Saad no fue el único en sentirse en conflicto. Afirmó que varios de sus colegas de mayor edad recibieron órdenes de ponerse ropa de civil, salir en automóviles sin insignias y disparar a cuantos vieran. Unos 20 se negaron y fueron ejecutados, sostuvo.
Pasada más de una semana de que los combates cesaron, cientos de personas aún llegan a Katiba para ver los restos del régimen. Pocos libios habían visto el interior del temido complejo; ahora deambulan libremente por los edificios incendiados y saqueados.

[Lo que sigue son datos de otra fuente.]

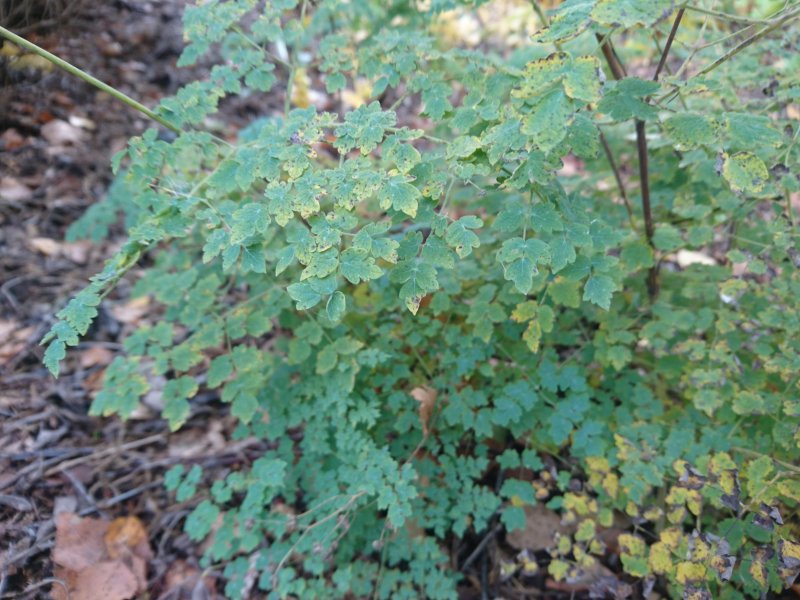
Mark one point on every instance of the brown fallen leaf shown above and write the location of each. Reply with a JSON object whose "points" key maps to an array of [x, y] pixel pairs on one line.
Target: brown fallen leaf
{"points": [[14, 339], [96, 356], [45, 246], [185, 582], [13, 190], [426, 397], [132, 311], [61, 133], [541, 527], [98, 559]]}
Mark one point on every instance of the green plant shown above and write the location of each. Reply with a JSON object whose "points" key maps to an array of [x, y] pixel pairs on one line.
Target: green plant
{"points": [[434, 323]]}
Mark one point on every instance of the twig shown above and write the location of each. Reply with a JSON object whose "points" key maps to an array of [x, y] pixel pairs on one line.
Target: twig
{"points": [[614, 63], [722, 15], [668, 45], [618, 70], [106, 452], [644, 180], [618, 176], [755, 454], [774, 24], [479, 548], [73, 70]]}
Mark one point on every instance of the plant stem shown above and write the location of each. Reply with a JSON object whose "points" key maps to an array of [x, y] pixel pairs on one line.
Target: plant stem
{"points": [[618, 70], [772, 26], [722, 15], [618, 176], [755, 454], [668, 45], [73, 70]]}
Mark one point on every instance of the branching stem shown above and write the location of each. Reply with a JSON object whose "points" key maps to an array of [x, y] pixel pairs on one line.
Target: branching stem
{"points": [[73, 70]]}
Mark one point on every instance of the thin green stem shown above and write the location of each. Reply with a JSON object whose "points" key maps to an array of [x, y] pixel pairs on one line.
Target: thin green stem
{"points": [[287, 101], [723, 15], [73, 70]]}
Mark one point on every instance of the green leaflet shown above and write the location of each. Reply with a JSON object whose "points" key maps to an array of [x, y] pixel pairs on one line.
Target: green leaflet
{"points": [[745, 172], [426, 276], [521, 258]]}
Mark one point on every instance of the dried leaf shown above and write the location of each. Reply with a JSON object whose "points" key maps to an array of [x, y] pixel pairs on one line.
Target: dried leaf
{"points": [[427, 401]]}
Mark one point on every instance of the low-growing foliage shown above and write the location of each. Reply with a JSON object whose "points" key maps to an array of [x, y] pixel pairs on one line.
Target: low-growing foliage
{"points": [[511, 271]]}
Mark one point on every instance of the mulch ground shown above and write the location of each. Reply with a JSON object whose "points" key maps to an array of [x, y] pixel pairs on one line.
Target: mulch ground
{"points": [[57, 135]]}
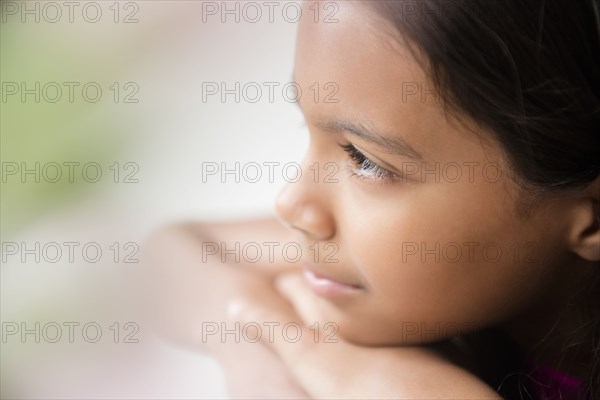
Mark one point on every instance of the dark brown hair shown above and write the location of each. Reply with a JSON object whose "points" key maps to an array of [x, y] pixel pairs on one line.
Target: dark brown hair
{"points": [[532, 68]]}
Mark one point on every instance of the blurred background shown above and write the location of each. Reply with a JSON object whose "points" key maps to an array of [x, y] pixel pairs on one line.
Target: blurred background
{"points": [[112, 123]]}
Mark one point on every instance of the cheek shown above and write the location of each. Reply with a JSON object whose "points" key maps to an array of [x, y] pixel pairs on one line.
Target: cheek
{"points": [[455, 260]]}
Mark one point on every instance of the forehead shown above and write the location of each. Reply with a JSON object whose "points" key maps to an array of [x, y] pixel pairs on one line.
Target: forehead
{"points": [[376, 76], [378, 80]]}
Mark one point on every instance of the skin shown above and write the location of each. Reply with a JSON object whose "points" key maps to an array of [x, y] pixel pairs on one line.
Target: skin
{"points": [[373, 220], [399, 300]]}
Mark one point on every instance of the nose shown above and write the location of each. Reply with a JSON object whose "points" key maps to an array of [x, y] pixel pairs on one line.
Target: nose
{"points": [[304, 205]]}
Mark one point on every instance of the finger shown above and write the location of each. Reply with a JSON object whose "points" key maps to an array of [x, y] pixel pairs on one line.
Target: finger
{"points": [[279, 328], [307, 305]]}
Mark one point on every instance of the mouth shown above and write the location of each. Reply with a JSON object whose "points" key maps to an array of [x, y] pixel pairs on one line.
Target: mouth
{"points": [[328, 286]]}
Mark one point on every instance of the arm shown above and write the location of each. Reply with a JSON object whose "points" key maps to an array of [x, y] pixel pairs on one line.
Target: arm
{"points": [[190, 289]]}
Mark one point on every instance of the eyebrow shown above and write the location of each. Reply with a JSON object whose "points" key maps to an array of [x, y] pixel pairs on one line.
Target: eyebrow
{"points": [[389, 144]]}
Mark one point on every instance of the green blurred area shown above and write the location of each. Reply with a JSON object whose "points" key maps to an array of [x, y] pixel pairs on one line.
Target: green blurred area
{"points": [[45, 132]]}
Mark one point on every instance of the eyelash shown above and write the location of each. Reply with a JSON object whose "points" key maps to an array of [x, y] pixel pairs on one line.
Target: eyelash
{"points": [[365, 168]]}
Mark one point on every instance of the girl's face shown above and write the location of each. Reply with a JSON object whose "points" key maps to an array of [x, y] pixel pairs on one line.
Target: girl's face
{"points": [[413, 214]]}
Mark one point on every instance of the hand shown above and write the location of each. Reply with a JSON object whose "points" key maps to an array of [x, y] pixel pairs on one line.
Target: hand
{"points": [[339, 369]]}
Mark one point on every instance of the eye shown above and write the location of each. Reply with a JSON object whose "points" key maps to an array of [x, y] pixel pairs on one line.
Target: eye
{"points": [[363, 167]]}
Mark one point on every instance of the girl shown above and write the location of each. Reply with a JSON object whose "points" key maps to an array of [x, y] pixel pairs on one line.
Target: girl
{"points": [[447, 214]]}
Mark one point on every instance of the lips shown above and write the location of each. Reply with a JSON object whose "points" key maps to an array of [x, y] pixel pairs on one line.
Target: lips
{"points": [[329, 286]]}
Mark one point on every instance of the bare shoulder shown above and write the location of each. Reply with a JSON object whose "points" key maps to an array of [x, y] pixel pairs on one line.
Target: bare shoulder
{"points": [[427, 374]]}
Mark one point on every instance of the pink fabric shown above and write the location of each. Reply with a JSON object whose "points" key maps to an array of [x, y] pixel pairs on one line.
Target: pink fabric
{"points": [[552, 384]]}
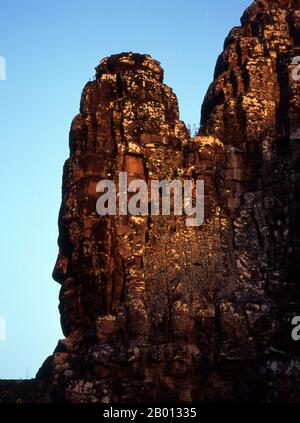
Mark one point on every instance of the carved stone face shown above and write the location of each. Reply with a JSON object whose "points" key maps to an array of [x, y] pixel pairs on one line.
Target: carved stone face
{"points": [[128, 121]]}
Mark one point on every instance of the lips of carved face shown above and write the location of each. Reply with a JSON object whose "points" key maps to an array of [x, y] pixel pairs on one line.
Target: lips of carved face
{"points": [[60, 272]]}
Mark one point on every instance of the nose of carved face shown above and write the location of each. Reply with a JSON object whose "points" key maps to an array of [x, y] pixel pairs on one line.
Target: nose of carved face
{"points": [[60, 271]]}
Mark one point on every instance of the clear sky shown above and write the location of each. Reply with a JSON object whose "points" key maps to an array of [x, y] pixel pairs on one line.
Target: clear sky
{"points": [[51, 49]]}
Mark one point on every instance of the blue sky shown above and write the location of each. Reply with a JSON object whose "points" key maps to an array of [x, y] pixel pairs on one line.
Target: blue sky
{"points": [[51, 49]]}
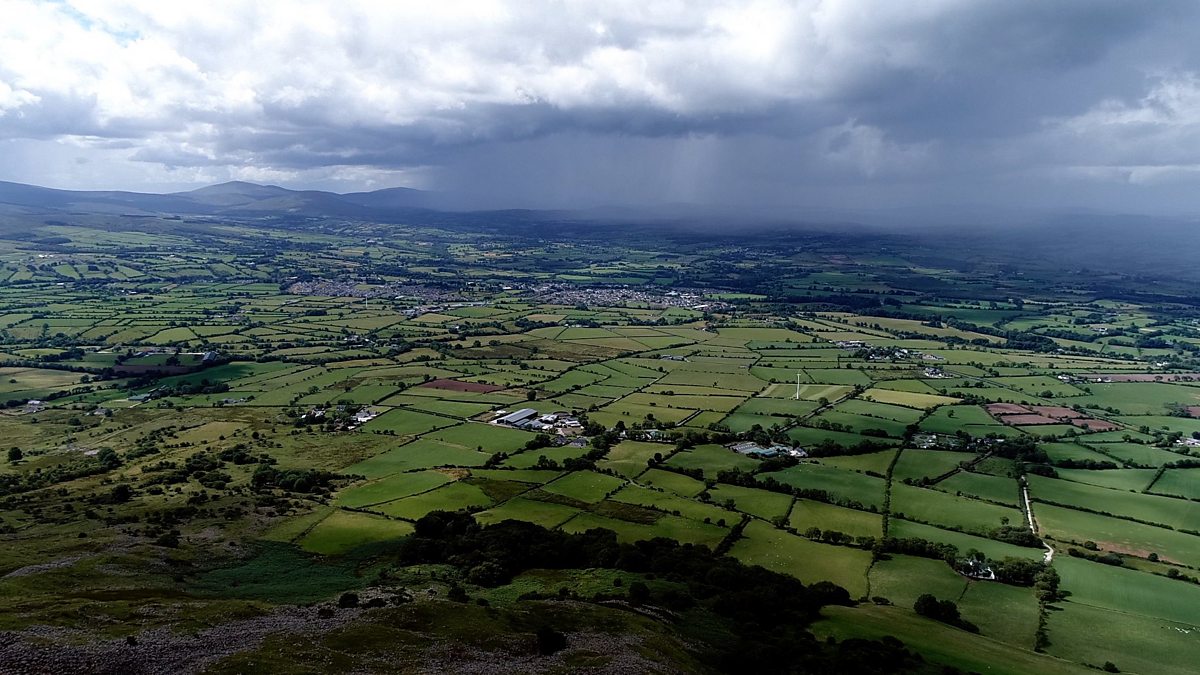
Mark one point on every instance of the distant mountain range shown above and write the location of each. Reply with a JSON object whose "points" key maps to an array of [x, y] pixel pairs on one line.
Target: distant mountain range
{"points": [[235, 198]]}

El calabozo donde los soldados fueron ejecutados y quemados –una gran caja de hormigón en la que una docena de estrechas ventanas dejan entrar jirones de luz– atrae una corriente continua de visitantes.
Matiam Fatrusi, quien llegó con su hermana a echar una mirada, dijo que fue un error haber ido. “Es un lugar maligno. Puedo sentir que aquí se hicieron cosas muy malas –afirmó–. Deberían sellarlo.”